Create a Logistic Regression model, fit it to the training data, make predictions with the testing data, and print the model's accuracy score. You may choose any starting settings you like. 

In [None]:
# All requirements above have been coded into pipeline_utilities python program file

random_state = 1
p_util.logistic_regression_model_generator(X_train_scaled, X_test_scaled, y_train, y_test, random_state)


## Create and Fit a Random Forest Classifier Model

Create a Random Forest Classifier model, fit it to the training data, make predictions with the testing data, and print the model's accuracy score. You may choose any starting settings you like. 

In [None]:
# All details have been coded into pipeline_utilities python program file
# Tried 500 estimators, almost no difference and balanced accuracy score was slightly worse, putting it back to 100

random_state = 1
n_estimators = 100
p_util.random_forest_model_generator(X_train_scaled, X_test_scaled, y_train, y_test, random_state, n_estimators, X_train.columns)

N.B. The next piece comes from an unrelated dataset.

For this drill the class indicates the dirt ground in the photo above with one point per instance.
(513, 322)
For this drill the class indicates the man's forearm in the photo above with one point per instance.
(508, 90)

## Create and Fit an SVM Model

Create a Support Vector Machine model, fit it to the training data, make predictions with the testing data, and print the model's accuracy score. 

In [None]:
# All details have been coded into pipeline_utilities python program file, takes FOREVER to run

#kernel_type = 'linear'
#p_util.svm_model_generator(X_train_scaled, X_test_scaled, y_train, y_test, kernel_type)


## Findings and Conclusions

What was the result of your analysis? Which model performed better?

* All models that I tried achieved over 90% accuracy score with testing data and predictions. The Random Forest model had the best F1 scores of 52%-98% with Gradient Boost running a close second at 51%-98%. PCA analysis resulted in a very pretty set of 4 segments, but the total explained variance by PCA1 and PCA2 was 0.27, so did not reduce dimensionality effectively. My SVC model took forever to run. I ran a total of 6 models.